Marty, here is why you are a supreme doucher.  You were part of the generation of doctors that sold us out to Medicare, insurance companies and hospitals. You supported the AMA and AAFP and they failed you but you kept on doing the same thing until the whole system collapsed.  NO ONE wants to go into family medicine now because of doctors like you, Marty!  Let that sink in.  It is a dead specialty, given away to midlevels because the job sucks.  But here is the caveat.  It does not suck doing DPC.  It is fun again.  No more paperwork, coding, dealing with administrators, dealing with Medicare, dealing with insurers. Somehow, under your theory, I am obligated to do that?  Am I?  Is it morally more ethical to be a miserable doctor who sees patients for seven minutes a visit doing a crappy job? Only when I am doing that you will bless me?

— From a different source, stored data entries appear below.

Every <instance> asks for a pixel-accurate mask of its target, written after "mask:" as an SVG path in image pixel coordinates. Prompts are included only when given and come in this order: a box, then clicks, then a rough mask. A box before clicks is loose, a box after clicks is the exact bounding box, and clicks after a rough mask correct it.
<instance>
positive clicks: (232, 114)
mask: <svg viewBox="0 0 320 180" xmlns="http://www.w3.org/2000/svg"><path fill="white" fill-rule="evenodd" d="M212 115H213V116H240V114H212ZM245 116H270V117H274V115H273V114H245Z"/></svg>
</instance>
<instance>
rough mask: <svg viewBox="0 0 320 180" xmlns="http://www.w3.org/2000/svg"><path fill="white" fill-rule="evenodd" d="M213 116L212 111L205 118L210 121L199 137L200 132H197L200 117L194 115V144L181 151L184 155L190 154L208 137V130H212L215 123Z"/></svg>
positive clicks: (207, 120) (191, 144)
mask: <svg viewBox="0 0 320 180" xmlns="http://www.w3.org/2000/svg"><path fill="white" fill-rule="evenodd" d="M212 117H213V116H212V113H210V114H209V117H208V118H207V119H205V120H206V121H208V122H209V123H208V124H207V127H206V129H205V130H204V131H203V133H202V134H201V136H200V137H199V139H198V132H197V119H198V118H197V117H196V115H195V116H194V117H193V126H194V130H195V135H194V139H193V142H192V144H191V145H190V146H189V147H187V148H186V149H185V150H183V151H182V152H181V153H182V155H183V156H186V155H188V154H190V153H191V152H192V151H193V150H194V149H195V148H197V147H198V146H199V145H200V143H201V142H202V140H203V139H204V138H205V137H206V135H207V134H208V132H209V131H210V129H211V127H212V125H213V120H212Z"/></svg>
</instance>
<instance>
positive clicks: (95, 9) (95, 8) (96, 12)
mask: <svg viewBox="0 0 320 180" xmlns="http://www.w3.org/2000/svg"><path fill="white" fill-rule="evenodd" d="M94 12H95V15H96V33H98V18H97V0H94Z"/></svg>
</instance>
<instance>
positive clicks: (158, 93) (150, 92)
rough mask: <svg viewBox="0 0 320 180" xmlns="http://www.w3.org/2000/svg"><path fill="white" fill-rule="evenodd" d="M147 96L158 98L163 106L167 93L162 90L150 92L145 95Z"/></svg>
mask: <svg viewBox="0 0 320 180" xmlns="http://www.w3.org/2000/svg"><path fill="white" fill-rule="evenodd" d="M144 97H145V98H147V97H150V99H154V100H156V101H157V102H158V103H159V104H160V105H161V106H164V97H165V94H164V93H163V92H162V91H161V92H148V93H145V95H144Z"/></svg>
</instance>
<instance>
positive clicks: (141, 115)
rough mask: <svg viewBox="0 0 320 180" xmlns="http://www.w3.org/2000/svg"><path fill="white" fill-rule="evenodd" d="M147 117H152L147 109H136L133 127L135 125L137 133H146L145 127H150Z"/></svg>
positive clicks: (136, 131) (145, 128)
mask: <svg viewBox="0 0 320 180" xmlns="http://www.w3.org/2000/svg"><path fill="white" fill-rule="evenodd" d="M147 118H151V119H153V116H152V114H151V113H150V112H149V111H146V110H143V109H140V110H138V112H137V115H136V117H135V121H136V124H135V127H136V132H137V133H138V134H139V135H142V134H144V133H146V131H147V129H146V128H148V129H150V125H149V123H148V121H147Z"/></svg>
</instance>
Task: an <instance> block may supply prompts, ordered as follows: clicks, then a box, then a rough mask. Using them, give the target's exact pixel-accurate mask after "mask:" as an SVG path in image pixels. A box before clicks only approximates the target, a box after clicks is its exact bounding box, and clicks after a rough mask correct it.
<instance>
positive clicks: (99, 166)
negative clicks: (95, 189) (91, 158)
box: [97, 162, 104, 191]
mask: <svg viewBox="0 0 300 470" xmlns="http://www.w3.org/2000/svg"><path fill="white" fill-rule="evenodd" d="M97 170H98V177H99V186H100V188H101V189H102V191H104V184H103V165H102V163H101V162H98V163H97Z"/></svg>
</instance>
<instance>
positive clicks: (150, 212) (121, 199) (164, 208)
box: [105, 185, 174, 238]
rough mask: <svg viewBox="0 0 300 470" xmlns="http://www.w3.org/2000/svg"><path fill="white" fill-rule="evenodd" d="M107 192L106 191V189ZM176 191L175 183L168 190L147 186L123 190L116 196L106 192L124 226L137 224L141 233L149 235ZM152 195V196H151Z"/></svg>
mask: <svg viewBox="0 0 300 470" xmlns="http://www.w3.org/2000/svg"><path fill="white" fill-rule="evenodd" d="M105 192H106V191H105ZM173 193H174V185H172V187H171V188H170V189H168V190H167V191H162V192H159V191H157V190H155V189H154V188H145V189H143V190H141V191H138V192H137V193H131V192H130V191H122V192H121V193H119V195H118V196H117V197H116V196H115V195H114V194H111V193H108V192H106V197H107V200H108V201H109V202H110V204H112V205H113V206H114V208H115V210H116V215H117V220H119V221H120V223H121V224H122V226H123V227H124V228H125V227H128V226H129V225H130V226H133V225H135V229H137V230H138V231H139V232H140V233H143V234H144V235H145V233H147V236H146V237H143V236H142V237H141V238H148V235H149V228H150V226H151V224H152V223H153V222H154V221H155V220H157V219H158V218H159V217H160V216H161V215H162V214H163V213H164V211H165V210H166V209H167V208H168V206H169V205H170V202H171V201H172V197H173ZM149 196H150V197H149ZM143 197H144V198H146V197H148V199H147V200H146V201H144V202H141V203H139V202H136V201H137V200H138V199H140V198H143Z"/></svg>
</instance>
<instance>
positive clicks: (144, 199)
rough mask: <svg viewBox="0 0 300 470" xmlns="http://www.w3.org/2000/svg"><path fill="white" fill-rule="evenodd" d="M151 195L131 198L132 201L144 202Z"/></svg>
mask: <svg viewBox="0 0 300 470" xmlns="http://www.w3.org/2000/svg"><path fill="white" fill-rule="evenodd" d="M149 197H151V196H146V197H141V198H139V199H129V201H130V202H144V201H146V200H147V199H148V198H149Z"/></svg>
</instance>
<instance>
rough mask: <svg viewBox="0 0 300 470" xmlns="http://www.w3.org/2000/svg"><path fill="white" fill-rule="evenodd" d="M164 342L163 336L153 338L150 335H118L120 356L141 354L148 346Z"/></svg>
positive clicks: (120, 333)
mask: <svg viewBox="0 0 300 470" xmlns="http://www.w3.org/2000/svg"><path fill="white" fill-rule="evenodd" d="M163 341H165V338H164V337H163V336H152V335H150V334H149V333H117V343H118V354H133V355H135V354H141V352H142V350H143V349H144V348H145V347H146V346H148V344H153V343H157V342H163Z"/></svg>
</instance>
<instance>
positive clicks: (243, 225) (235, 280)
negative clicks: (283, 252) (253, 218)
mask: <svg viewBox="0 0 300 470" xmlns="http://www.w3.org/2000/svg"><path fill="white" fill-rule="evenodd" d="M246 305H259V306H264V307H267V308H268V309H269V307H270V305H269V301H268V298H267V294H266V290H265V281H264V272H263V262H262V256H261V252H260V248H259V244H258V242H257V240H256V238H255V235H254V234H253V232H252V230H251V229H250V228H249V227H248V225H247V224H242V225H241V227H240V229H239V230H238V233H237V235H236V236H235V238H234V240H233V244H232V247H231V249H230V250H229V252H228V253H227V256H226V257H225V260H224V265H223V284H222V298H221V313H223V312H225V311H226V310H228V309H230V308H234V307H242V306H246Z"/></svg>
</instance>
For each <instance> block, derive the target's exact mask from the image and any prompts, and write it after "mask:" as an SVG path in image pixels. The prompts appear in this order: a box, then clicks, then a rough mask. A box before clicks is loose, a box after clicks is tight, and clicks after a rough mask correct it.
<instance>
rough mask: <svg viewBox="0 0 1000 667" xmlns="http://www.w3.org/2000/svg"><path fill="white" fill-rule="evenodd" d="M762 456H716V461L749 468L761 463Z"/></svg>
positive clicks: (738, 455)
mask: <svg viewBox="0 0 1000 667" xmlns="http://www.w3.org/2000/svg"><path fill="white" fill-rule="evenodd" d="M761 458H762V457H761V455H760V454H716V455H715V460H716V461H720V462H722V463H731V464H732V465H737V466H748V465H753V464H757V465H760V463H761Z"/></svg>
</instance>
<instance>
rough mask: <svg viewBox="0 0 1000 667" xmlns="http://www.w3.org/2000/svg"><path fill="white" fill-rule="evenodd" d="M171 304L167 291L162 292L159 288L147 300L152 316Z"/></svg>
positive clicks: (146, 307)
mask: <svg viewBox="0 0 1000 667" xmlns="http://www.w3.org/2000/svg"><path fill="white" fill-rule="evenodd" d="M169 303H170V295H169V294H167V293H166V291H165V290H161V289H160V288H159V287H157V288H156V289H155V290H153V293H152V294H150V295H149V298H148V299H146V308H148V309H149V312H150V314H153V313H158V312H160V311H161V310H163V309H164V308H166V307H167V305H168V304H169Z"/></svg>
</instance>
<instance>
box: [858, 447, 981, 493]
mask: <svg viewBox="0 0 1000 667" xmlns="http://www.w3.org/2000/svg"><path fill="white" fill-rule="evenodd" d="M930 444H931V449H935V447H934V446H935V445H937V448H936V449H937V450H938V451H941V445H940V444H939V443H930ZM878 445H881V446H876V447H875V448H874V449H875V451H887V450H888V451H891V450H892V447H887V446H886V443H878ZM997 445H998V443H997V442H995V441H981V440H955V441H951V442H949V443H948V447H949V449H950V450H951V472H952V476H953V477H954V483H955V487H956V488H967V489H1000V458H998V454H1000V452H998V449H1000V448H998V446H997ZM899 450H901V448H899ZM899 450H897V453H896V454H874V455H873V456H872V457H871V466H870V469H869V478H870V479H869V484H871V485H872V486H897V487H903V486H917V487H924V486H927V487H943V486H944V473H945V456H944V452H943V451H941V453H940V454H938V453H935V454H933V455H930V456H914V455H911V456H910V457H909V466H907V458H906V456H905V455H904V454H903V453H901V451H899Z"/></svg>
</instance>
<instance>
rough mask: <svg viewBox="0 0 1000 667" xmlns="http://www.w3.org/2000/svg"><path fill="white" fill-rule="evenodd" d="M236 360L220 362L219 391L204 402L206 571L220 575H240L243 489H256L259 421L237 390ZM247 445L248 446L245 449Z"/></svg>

And what about all those patients being discarded?  Well, look at the second piece I highlighted above.  Boy, it sure seems you were doing the discarding, Marty.  You were scaling back and asking patients to go somewhere else because “the administrative burden in his practice has become overwhelming”.  Pot meet kettle.

Now let’s look at DPC.  For $75 a month, which is what I charge, it is not budget breaking.  If you add in that there are no copays, no office visit fees, and labs are cheaper, then most people come out ahead.  I had a patient yesterday that had a physical, her ears cleaned, OMT on her back and I got her a medication that was $100 cheaper via a coupon.  Her labs will be more extensive but will cost 90% less. Oh, and I will put my 60 minutes against your 7 minutes any day of the week.   Is all this still egregious, Marty?

So, in conclusion, I define a supreme doucher as someone who not only DOES not know what he is talking about but also goes out of his way to write a letter to spread his ignorance.  A supreme doucher is bitter, jealous and angry but doesn’t even realize that he caused all this as noted above.  For all these reasons I have declared Marty Solomon MD a supreme doucher.  Congrats, Marty!